Thinking in the shower this morning — really, why don’t I just spend the whole day there? it’s when I arrive at most of my best ideas — it occurred to me to summarize my area of scholarly interest as “systems of expression and inference.” That touches on the way that articulating and uptake constitute complementary aspects of the same process: we speak/write as “I want David to understand this when I address him, so I’ll say that, which seems most likely to evoke the reaction I want,” and we hear/read as “I’d most likely have chosen those words to evoke that reaction.” The expression and inference are systemically related, and no single “law of meaning” governs all such systems. They interact and deflect one another such that one can never fully isolate a natural sign or a conventional signifier and assert a single determinate meaning for it.

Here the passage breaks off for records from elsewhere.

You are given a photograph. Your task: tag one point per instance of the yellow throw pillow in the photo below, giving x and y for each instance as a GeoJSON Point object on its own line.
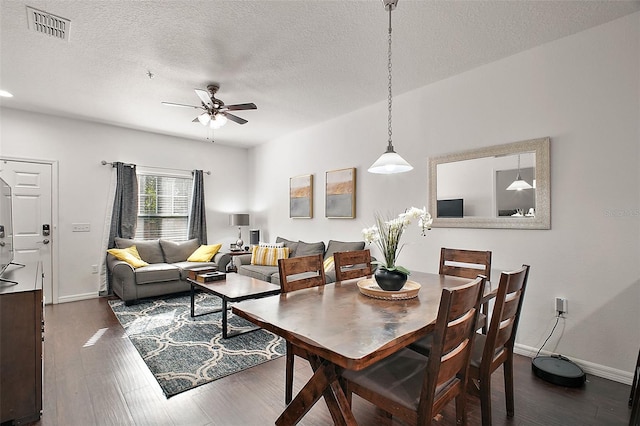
{"type": "Point", "coordinates": [129, 255]}
{"type": "Point", "coordinates": [204, 253]}
{"type": "Point", "coordinates": [268, 256]}
{"type": "Point", "coordinates": [329, 265]}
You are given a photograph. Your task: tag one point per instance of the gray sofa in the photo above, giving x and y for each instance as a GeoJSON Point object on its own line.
{"type": "Point", "coordinates": [166, 273]}
{"type": "Point", "coordinates": [296, 249]}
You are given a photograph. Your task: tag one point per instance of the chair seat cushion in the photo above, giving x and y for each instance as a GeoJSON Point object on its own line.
{"type": "Point", "coordinates": [260, 272]}
{"type": "Point", "coordinates": [399, 377]}
{"type": "Point", "coordinates": [157, 272]}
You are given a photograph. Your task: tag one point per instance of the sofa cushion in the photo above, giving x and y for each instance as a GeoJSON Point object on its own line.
{"type": "Point", "coordinates": [335, 246]}
{"type": "Point", "coordinates": [260, 272]}
{"type": "Point", "coordinates": [308, 249]}
{"type": "Point", "coordinates": [178, 252]}
{"type": "Point", "coordinates": [129, 255]}
{"type": "Point", "coordinates": [293, 245]}
{"type": "Point", "coordinates": [204, 253]}
{"type": "Point", "coordinates": [268, 256]}
{"type": "Point", "coordinates": [157, 272]}
{"type": "Point", "coordinates": [149, 250]}
{"type": "Point", "coordinates": [185, 267]}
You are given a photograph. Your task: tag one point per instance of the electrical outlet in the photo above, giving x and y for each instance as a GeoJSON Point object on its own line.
{"type": "Point", "coordinates": [80, 227]}
{"type": "Point", "coordinates": [562, 305]}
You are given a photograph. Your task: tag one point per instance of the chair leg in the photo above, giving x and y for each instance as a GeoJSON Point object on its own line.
{"type": "Point", "coordinates": [508, 384]}
{"type": "Point", "coordinates": [288, 380]}
{"type": "Point", "coordinates": [461, 409]}
{"type": "Point", "coordinates": [485, 399]}
{"type": "Point", "coordinates": [485, 310]}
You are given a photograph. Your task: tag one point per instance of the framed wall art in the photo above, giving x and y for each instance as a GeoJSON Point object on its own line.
{"type": "Point", "coordinates": [301, 197]}
{"type": "Point", "coordinates": [340, 198]}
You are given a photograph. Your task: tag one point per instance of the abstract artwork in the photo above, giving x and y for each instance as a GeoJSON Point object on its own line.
{"type": "Point", "coordinates": [301, 197]}
{"type": "Point", "coordinates": [340, 199]}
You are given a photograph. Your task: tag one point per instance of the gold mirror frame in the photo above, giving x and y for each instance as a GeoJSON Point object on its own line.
{"type": "Point", "coordinates": [542, 219]}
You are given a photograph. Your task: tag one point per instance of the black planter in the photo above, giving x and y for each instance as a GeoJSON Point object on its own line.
{"type": "Point", "coordinates": [390, 280]}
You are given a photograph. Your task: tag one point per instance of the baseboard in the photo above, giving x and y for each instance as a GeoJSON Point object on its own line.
{"type": "Point", "coordinates": [77, 297]}
{"type": "Point", "coordinates": [620, 376]}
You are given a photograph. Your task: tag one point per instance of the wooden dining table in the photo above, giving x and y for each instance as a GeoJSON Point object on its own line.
{"type": "Point", "coordinates": [341, 328]}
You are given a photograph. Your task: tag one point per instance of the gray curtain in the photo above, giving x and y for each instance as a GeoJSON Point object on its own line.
{"type": "Point", "coordinates": [125, 206]}
{"type": "Point", "coordinates": [197, 216]}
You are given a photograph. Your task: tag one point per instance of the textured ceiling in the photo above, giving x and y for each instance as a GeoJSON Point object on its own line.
{"type": "Point", "coordinates": [300, 62]}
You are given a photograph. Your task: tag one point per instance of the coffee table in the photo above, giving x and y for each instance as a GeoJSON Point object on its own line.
{"type": "Point", "coordinates": [234, 288]}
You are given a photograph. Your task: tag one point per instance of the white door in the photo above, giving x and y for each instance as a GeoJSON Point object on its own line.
{"type": "Point", "coordinates": [31, 186]}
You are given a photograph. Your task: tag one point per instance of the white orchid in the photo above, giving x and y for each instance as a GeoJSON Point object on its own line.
{"type": "Point", "coordinates": [386, 234]}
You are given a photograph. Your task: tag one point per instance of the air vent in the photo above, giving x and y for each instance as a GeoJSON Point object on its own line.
{"type": "Point", "coordinates": [46, 23]}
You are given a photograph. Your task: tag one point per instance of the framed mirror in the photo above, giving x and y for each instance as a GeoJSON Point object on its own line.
{"type": "Point", "coordinates": [502, 186]}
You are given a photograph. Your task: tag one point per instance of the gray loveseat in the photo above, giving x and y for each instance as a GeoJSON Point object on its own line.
{"type": "Point", "coordinates": [296, 249]}
{"type": "Point", "coordinates": [166, 273]}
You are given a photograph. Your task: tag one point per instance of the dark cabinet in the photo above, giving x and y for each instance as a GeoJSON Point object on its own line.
{"type": "Point", "coordinates": [21, 333]}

Thus assertions about reading “literally,” whether in favor or against, always operate by excluding pertinent contextual data; there’s no “literally” there. (Fred Clark has been pursuing this topic with his characteristic exquisite patience here and here.) Words never arrive at our attention without some accent or inflection, and if we devised a way to transmit them “neutrally,” that very “neutrality” would communicate some metatextual data, in the way that people frequently infer a great deal from a “robotic” voice. Words in a book signify differently from words spray-painted on a wall; words spoken in a flat, unmodulated tone signify differently from words whispered into one’s ear or shouted enthusiastically. But there’s no acontextual venue for words, so even the OED constitutes a context for meaning that affects interpretation (start, for instance, from its Englishness).
Anyway, the shower ended, so I have to go get grubby and shower again to figure out what comes next. But that phrase, “systems of expression and inference,” I want to save and return to.